Snow Comes With Humour, But Also Tears
Unexpected snowfall in Kashmir
SRINAGAR: Early snowfall in the Kashmir Valley has wreaked havoc on the horticulture sector, one of the mainstays of the state’s economy, with unofficial estimates pinning losses at over Rs 500 crores.
As the Valley received snowfall in November for the first time in nine years, farmers were caught off guard. Thousands of trees, some of them still laden with apples, have been severely damaged while unpacked apples laying in orchards were buried under snow.
In a video from south Kashmir’s Shopian district which has gone viral on social media, a farmer is seen crying like a child as he tries to retrieve his apple crop buried under mounds of snow in his orchard.
To add to the worries of farmers, thousands of apple-laden trucks on way to Delhi and other cities of the country, are stuck on the Srinagar-Jammu national highway which has been closed for traffic due to avalanches and shooting stones.
The unexpected snow also caught the state administration pants down with the Valley suffering major electricity breakdown and road blockades. On Sunday, the state’s power development department was able to supply only 50 MW power to the Valley where the demand is over 1800 MW during peak hours.
With the capital moving to Jammu for the next six months, the state administration came under fire on the social media for “abandoning” the Valley. To counter the opinion, the police department posted some pictures on social media.
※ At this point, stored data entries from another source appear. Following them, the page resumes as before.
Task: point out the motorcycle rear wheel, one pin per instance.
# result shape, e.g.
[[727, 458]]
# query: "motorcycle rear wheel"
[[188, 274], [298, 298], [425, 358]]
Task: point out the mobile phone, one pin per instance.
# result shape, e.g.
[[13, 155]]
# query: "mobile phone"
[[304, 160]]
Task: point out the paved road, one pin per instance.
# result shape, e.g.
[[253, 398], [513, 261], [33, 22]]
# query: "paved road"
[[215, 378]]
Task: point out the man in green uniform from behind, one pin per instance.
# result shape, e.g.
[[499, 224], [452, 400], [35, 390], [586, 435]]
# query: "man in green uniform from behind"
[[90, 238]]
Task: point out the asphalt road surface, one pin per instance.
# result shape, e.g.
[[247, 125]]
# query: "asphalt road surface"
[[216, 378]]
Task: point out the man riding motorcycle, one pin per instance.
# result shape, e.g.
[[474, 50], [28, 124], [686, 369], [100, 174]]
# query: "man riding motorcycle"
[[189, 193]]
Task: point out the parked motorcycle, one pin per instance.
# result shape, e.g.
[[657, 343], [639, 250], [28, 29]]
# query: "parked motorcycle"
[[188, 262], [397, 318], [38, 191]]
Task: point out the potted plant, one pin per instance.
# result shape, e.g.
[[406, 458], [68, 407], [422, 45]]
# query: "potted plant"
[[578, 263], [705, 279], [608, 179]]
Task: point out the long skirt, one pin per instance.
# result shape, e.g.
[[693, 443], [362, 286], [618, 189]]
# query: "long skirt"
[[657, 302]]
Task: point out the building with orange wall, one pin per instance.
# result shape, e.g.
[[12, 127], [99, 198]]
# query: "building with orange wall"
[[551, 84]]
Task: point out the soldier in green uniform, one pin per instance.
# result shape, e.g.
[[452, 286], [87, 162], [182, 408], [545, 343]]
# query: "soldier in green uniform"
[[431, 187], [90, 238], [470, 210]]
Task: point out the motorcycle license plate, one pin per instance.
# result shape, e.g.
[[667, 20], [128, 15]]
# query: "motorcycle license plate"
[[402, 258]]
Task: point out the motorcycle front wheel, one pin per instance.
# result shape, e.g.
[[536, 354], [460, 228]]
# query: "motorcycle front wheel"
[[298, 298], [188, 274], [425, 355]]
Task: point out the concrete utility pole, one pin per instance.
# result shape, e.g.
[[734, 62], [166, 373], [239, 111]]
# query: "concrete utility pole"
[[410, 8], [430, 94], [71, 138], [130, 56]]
However, the pictures only ended up becoming the butt of jokes for netizens. In one photo, a group of policemen, armed with shovels and ‘pickaxes’, were seen wearing life vests while clearing few inches of snow from an upscale area in Srinagar city.
“Vision 2020: Presuming that snow might turn into floods, Jammu and Kashmir police clearing an inch snow from roads wearing floating jackets (sic),” Javed Dar, a Srinagar-based photojournalist commented on the picture which was widely shared on social media.
Following the intervention by the Governor Satya Pal Malik, the power department was able to restore electricity to some 60 percent affected areas, according to officials, while the work is underway in other areas that snow plunged into darkness since last three days.
Kashmir Chamber of Commerce and Industry, a conglomerate of businesses in the state, blamed the state government for delaying the implementation of crop insurance scheme “which could have proved to be of critical importance at this juncture.”
“Preliminary reports suggest losses over Rs 500 crore and irreparable damage to trees, plantations and orchards. We appeal to the whole community to stand behind our brothers in distress and extend support in whatever manner possible," a statement by KCCI said.
Meanwhile, former chief ministers Mehbooba Mufti and Omar Abdullah, former finance minister Haseeb Drabu, veteran Hurriyat leader, Syed Ali Geelani, and other leaders from the mainstream and separatist camp asked the state administration to order a comprehensive survey and compensate the affected farmers.